Во-первых, эволюционный отбор высеивал лучшие и уничтожал худшие с точки зрения их жизнеспособности. Таким образом, вырабатывались общие механизмы и качества. Отбор и эволюция так или иначе сближали (в самых разных аспектах этого слова) человечество. А роль отбора и эволюции потенциально запускалась, как только начиналась собственно история, то есть движение и развитие (заселение, переселение, перемешивание, войны, демографическое давление и демографический вакуум и т. п.). Из сказанного следует важный вывод о том, что для каждого периода следует установить меру и масштаб человеческой интеграции, чтобы не впасть в крайности.

Во-вторых, между группами обществ существовали генетические и родственные связи, порой достаточно прочные, а на базе такой близости формировались и промежуточные уровни сближения человечества (региональный, цивилизационный, крупные империи и т. п.).

В-третьих, это сходство системное. Оно особенно важно в плане социологии истории. Но в плане реакций на определенные явления, возможностей роста оно весьма важно и для теории исторического процесса.

В-четвертых, это сходство самих людей и их потенциальных качеств. Однако они раскрываются только в определенных условиях, что является одной из причин неравномерности развития.

В-пятых, это сходство, связанное с контактами, а следовательно, заимствованием или навязыванием, интеграцией и прочим, что в последние столетия становится все более важным.

В-шестых, другие.

Итак, сходства в биопсихических качествах людей и их потребность объединяться в коллективы дают нам возможность сравнивать эти коллективы (как контактирующие, так и неконтактирующие), чтобы определить спектр общего и различного. Кибернетические и синергетические свойства обществ как систем показывают нам сходство в их реакциях на различные явления (внешнюю угрозу, кризисы и прочее). Их генетические связи позволяют выделять группы обществ (что в теоретическом плане важно как промежуточные уровни). Наконец, контакты и борьба обществ рождают исторический отбор и эволюционный путь развития, не принадлежащий ни одному конкретно обществу, но только их группам и всему человечеству. А в целом мировое движение к интеграции, собственно, и дает основание говорить об историческом процессе.

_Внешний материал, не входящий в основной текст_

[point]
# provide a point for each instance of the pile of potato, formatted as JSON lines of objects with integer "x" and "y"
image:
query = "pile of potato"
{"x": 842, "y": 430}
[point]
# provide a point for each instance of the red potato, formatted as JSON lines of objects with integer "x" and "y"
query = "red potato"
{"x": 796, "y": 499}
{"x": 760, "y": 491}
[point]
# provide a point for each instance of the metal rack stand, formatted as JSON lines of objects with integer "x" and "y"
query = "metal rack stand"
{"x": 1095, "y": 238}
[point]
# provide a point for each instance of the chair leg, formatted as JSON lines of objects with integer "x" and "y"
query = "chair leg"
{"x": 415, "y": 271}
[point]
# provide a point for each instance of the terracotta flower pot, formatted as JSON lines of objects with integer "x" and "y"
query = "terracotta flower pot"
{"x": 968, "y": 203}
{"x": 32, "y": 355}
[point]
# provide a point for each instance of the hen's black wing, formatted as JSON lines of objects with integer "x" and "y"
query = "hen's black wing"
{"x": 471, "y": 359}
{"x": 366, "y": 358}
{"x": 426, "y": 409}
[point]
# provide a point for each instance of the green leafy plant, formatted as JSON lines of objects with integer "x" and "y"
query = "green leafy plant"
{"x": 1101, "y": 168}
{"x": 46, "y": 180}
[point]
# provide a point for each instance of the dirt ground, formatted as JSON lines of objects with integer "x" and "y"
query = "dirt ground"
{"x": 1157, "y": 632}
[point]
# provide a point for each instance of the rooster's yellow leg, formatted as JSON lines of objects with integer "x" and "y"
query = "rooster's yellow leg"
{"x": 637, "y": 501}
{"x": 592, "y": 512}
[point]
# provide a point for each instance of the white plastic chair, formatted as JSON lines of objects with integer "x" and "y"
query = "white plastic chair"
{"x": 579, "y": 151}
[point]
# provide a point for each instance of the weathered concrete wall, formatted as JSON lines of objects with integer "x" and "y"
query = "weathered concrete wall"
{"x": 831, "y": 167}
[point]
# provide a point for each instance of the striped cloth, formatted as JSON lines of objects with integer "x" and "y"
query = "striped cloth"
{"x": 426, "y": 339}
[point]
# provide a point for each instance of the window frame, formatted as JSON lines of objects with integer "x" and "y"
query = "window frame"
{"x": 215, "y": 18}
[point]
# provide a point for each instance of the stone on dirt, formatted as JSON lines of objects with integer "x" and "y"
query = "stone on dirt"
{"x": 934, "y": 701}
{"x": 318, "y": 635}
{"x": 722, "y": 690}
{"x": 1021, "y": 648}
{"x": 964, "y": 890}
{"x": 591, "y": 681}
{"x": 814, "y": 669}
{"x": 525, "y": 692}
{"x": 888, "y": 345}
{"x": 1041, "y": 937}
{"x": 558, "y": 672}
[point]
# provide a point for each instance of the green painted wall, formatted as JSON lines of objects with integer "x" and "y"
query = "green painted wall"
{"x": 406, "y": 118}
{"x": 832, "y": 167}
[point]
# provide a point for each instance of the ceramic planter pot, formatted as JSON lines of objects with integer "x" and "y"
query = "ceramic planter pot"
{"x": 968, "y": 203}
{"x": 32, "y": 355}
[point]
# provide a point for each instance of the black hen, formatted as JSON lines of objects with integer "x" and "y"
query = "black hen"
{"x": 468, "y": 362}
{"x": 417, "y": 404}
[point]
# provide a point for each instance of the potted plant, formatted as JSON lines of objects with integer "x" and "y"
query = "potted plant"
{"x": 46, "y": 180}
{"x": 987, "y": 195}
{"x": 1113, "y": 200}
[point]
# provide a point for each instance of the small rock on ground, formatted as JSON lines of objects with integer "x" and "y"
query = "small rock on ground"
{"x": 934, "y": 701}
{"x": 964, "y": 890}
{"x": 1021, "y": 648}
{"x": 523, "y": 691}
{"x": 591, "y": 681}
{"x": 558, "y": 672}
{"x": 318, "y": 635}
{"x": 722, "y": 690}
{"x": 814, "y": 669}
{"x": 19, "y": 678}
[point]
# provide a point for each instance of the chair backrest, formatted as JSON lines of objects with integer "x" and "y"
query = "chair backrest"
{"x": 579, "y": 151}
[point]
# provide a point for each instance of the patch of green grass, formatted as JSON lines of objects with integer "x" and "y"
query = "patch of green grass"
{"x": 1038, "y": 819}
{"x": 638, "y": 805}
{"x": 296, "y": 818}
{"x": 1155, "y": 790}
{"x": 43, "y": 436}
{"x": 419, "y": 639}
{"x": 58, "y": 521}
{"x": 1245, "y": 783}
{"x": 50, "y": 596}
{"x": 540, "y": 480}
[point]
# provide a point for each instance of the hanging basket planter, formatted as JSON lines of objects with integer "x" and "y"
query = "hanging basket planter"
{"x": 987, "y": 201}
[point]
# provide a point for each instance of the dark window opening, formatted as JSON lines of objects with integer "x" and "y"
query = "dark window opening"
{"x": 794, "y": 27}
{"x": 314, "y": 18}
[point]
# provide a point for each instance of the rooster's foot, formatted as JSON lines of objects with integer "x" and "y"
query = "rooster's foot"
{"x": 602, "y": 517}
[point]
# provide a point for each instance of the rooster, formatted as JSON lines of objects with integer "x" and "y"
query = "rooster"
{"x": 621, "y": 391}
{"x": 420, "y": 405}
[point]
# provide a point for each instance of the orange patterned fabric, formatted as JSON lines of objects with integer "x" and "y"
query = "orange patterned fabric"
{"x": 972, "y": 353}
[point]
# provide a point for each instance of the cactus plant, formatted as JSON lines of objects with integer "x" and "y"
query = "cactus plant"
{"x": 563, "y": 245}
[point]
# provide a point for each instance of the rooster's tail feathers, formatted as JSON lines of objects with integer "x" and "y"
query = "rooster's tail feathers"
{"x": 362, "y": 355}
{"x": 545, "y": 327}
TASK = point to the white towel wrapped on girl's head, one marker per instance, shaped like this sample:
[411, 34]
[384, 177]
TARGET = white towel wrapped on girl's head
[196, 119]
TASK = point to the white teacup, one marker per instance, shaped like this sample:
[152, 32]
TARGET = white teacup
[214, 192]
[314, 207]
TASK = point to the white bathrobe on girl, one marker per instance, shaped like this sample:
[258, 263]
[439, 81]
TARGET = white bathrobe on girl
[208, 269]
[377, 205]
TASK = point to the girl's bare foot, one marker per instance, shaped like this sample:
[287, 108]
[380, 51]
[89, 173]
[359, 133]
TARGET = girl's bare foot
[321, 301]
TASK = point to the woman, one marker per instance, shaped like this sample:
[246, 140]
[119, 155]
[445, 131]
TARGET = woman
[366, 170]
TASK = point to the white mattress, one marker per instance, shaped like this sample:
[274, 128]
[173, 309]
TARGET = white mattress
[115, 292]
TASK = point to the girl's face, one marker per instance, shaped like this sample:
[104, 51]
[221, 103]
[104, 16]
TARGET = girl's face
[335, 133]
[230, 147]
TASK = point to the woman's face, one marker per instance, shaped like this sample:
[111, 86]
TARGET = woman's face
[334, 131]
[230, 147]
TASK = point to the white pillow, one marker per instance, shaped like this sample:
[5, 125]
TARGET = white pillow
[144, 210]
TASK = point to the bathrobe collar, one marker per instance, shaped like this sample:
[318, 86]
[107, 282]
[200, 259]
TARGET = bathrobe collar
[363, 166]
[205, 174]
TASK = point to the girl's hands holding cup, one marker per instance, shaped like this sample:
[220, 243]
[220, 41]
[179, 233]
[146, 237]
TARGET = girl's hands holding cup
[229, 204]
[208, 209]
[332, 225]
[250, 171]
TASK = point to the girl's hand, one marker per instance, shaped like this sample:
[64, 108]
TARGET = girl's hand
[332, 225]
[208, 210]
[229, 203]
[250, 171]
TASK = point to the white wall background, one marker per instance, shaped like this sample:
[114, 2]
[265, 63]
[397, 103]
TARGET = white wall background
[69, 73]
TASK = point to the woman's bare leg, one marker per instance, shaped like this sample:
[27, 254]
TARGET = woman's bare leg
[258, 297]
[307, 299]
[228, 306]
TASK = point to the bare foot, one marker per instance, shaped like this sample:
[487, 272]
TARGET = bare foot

Теперь мы можем яснее обосновать, почему принципы исследования исторического развития человечества прямо не приложимы к истории любого общества и, следовательно, почему необходимо разделять в теории эти явления как существенно различные.

Во-первых, это разные уровни абстракции: а) по исторической длительности. Очевидно, что диахронное существование человечества гораздо длительнее, чем аналогичное существование общественных организмов, которые возникают и умирают, объединяются и распадаются и т. д. Человечество и отдельное общество можно в определенном смысле представить как бесконечное и конечное. Очевидно, что и закономерности столь разных объектов должны быть существенно иными.

Можно согласиться с Тойнби, что «действующие силы истории не являются национальными, но проистекают из более общих причин. Взятые в своем частном национальном проявлении, они не могут быть правильно поняты, и поэтому их должно рассматривать только в масштабах всего общества (то есть крупной цивилизации или всего человечества. – Л. Г.). В то же время различные части по-разному испытывают на себе воздействие одной и той же силы, ибо каждая из них по-своему реагирует на воздействие извне и ответно влияет сама»25;

б) по составу и силе учитываемых нами законов. В каждом обществе одновременно действует целый ряд законов. При этом сила законов низкого уровня, воздействие случайностей и другое очень часто оказывается больше, чем действие общемировых законов26. А это ведет к очень значительной специфике развития каждого общества, к тому, что одни развиваются по направлению, объективно ведущему в тупик, другие вынуждены стремиться к модернизации, которая искажает прежние соотношения и т. п.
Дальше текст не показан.